Nothing came to mind. His gaze drifted through the vast, two-story office. The yellow lights coming from several displays highlighted a wine collection, Spanish muskets, swords, guitars, and books contrasting with the dark wood and brown leather interior. On the walls between displays, antique canvases hung in heavy frames.

Looking at them always helped Gustavo think. Right now, his eyes gravitated toward a painting with a striking contrast of light and dark above the staircase leading to the second floor where he kept his library. Over five feet high and more than four feet wide, the canvas was the only seascape from the brush of Rembrandt1. The play of light on the picture reminded Gustavo of the moonlight glinting off the bloody heart.

On the painting, a small vessel was at the mercy of the whirling sea and angry sky. High waves lashed at the boat as the wind tore the sail. A yellow lick of light across the dark picture sharpened the sense of peril, but it also brought a promise as the same yellow glowed around Jesus’ head.

Sitting on the dark side of the boat, the son of God portrayed a splash of serenity among the madness. His disciples scattered over the vessel, all kinds of emotions on their faces. Panic, fear, resignation, determination but very little hope—a perfect representation of the fragility of the human mind and body.

The biblical scene was supposed to represent faith, but Gustavo had always associated it with the strength of the human spirit. To him, it was all about the play between light and dark. The sharp contrast divided the Disciples of Christ to those who fought against the storm and those who were resigned to their fate, pleading for mercy but doing nothing to save themselves. While the first group belonged to the light and the vessel’s bow, the former one drowned in shadows at the stern.

For Gustavo, this painting also represented his own conflict with religion. Long ago, he’d refused to kneel in front of the God he had never seen, the God who had never answered his prayers. For him, Fortune favored the strong. The light always glowed around those who fought for their lives. And as long as he drew breath, he swore to stay in the light.

His mind drifted.

He remembered the first time he’d laid his eyes on “The Storm on the Sea of Galilee2”. He’d only glimpsed it from afar, at a black-market auction in Romania, but it instantly stole his heart. He couldn’t rest until the canvas took its place on the wall of his mansion. Tonight, he’d experienced a similar feeling. He just couldn’t let the beast go.

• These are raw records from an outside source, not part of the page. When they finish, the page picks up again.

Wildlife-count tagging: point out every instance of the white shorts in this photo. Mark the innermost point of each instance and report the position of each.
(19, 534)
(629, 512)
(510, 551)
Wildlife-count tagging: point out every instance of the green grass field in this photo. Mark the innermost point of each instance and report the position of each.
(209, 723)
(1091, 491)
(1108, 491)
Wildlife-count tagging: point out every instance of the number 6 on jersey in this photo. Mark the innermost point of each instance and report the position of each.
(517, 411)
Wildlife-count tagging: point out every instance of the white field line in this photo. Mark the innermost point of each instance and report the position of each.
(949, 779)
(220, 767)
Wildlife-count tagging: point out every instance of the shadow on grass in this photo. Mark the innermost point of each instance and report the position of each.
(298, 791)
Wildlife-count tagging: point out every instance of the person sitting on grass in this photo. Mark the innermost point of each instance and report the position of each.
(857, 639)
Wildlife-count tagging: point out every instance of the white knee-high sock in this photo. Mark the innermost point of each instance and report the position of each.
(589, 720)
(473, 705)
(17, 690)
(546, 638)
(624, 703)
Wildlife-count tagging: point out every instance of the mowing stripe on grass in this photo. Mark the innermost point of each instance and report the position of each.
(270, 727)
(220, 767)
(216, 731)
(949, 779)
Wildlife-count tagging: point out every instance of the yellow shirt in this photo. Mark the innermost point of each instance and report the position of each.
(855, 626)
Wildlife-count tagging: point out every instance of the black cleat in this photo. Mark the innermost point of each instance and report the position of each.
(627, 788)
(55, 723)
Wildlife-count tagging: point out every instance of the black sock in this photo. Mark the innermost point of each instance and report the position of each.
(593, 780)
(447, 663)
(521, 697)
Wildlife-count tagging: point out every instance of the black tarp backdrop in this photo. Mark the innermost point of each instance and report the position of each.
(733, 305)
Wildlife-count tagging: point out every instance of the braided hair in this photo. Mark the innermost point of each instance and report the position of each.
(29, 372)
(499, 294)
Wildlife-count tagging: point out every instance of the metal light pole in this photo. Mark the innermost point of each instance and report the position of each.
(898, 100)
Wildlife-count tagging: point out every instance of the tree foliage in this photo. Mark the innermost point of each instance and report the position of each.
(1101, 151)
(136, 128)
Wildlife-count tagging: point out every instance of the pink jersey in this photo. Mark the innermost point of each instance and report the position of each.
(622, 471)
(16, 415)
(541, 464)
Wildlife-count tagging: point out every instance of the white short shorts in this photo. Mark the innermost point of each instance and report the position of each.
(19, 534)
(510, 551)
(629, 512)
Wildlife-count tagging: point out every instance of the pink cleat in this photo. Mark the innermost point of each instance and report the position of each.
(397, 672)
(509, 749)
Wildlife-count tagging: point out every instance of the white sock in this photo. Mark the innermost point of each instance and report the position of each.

Did the boy know his murderer? Did he beg him to stop? Was the beast as serene as Jesus when he slit his throat? Did he grant his victim his love and forgiveness? Was that why he kissed him? He kissed his cheeks, his mouth, and took his heart, his blood, so he could keep them. The murder wasn’t sexual, but was it an act of love?

I interrupted him, yet he showed me the heart. What did it mean? A sign of forgiveness? A mark of death? Whatever that was, it was freaking breathtaking.

He almost laughed at the memory, but the smile died on his lips as he recalled the cold eyes framed by the demonic yet beautiful face. The wish to see the man again swelled.